Olatz Barriuso-El Correo

No da Imanol Pradales puntada sin hilo en política exterior porque su equipo es muy consciente de que, cada vez más, lo geopolítico es interno y consustancial al modelo de liderazgo que cada uno elige construirse. Por eso, el encuentro del lehendakari con el Papa León XIV justamente ahora, en puertas del viaje a España en junio del Sumo Pontífice –muy condicionado políticamente por las andanadas de Vox a la jerarquía eclesiástica y por los numerosos frentes que el Gobierno PSOE-Sumar tiene abiertos también con la Iglesia–, supone también una toma de postura política. Una elección de bando a favor de «la paz, la democracia, la dignidad humana y la justicia social», en palabras del propio lehendakari.

¿Qué significa eso en realidad? Para empezar, un intento de identificarse con la moderación de corte «humanista» –ni con el autoritarismo populista que denosta a los prelados por hacer «negocio» con la inmigración ni con la izquierda atea que combate sus enseñanzas morales–, muy en la línea de la búsqueda del centro que anima al PNV actual y de la doctrina socialcristiana que hizo suya Iñigo Urkullu. Una enmienda de matiz, por cierto, a la ideología democristiana que inspiró a la formación jeltzale sobre todo en la primera mitad del siglo XX –una tercera vía frente al fascismo y el comunismo–, hasta que, con la llegada de la democracia, se declaró aconfesional en la Asamblea de Iruña de 1977, en lógico acompasamiento con la transición a una sociedad moderna y secularizada. El PNV ha bebido siempre, sin embargo, del humanismo de raíz católica, muy difuminado, por no decir velado, durante el mandato de Ortuzar, en el que el giro del partido se dejó notar en su apoyo a las leyes progresistas impulsadas por el PSOE, singularmente la del aborto y la eutanasia.

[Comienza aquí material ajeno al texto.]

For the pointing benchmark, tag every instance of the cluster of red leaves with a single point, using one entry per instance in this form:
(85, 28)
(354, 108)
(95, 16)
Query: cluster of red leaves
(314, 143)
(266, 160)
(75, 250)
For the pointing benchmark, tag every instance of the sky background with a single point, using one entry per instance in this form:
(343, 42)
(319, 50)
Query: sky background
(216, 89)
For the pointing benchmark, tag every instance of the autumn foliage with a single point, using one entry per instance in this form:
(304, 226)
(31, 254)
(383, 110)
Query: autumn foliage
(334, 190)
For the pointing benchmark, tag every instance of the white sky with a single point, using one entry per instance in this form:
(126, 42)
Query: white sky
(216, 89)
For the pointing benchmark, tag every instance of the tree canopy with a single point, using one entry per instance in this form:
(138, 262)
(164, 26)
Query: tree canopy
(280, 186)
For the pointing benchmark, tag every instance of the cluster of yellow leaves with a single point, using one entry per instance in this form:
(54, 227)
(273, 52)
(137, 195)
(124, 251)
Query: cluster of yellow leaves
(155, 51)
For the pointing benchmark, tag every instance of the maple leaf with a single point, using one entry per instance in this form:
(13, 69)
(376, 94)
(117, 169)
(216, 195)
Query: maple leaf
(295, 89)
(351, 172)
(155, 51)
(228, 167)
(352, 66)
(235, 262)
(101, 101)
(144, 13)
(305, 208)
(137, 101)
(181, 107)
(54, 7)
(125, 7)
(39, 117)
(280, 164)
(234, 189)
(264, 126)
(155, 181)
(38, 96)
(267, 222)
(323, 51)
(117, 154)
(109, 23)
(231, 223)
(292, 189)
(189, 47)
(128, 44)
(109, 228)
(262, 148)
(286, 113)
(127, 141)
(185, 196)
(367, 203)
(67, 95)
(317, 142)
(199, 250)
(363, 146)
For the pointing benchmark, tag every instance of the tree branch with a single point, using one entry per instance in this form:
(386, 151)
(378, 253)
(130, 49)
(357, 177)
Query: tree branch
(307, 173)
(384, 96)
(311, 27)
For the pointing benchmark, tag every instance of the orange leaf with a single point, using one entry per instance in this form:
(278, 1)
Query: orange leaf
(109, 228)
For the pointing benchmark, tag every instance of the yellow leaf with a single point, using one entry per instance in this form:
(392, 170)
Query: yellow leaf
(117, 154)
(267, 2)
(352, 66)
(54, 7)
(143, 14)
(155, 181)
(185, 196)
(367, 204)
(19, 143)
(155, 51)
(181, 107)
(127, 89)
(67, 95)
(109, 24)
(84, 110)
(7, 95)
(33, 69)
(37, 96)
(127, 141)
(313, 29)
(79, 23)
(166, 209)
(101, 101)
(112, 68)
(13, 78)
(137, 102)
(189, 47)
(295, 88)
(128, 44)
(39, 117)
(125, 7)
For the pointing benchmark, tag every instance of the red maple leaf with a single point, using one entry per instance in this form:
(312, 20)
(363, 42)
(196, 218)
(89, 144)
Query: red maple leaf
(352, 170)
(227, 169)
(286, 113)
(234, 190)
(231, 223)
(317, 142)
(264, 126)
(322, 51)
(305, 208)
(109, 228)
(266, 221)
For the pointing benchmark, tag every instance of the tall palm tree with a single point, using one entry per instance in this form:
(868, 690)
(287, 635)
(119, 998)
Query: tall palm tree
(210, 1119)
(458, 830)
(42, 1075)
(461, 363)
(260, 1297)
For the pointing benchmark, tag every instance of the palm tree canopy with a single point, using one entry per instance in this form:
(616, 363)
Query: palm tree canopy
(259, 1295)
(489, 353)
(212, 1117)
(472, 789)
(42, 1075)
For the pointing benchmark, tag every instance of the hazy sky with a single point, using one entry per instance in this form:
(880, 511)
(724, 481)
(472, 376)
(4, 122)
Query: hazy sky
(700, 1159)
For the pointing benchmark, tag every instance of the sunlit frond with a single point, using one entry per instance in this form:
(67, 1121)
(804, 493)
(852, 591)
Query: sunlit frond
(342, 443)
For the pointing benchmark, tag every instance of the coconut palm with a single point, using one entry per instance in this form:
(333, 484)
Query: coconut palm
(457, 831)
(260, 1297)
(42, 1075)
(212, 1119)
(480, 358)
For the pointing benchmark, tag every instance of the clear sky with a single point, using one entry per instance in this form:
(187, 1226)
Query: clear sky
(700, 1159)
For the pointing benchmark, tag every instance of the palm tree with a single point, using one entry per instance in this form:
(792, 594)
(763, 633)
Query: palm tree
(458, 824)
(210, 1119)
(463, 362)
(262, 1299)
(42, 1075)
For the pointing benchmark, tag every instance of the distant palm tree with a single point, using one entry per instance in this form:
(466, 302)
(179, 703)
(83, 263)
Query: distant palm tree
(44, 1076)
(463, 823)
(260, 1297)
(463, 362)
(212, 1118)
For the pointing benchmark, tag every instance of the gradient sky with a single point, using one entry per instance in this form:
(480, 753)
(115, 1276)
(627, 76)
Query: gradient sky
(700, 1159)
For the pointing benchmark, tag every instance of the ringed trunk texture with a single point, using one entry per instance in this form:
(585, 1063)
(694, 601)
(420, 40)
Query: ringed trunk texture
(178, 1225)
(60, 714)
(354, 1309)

Ese no es, con todo, el vector principal del mensaje que pretende comunicar Pradales con la muy medida escenificación de su visita al Vaticano. Como tampoco lo es la proyección de Euskadi en el escenario internacional como actor protagonista en lugar de mero espectador –importantísima para Lakua–, sino sobre todo la construcción del personaje político del lehendakari como ‘hacedor de paz’ y promotor de «valores» frente a líderes como –sorpresa– Donald Trump. El enorme protagonismo del ‘Guernica’ de Picasso en los regalos que recibió Robert Prevost refuerza esta idea, como lo hace también que el lehendakari se atribuyera frente a Pietro Parolin la paternidad compartida con Canarias del acuerdo para el reparto de menores no acompañados. Que Pradales haya elegido como «brújula moral» de su mandato a León XIV y al lehendakari Agirre y que invite al Papa a Euskadi en el aniversario de aquel primer Gobierno vasco y del bombardeo de la aviación nazi sobre la villa foral la redondea aún más.

Lo que hay detrás, sobre todo, de la jornada de ayer es el intento de Pradales y sus asesores de situar al lehendakari «en el lado correcto de la Historia», que dirían Pedro Sánchez y Yolanda Díaz, pero, digamos por persona interpuesta, y sin la estrategia combativa, de pancarta y ‘no a la guerra’, del presidente del Gobierno. El lehendakari sabe, en todo caso, que ese perfil antitrumpista de Sánchez que ensalza el ‘New York Times’ como «alternativa para guiar al mundo» le hace ganar votos también en Euskadi. Y ha decidido competir.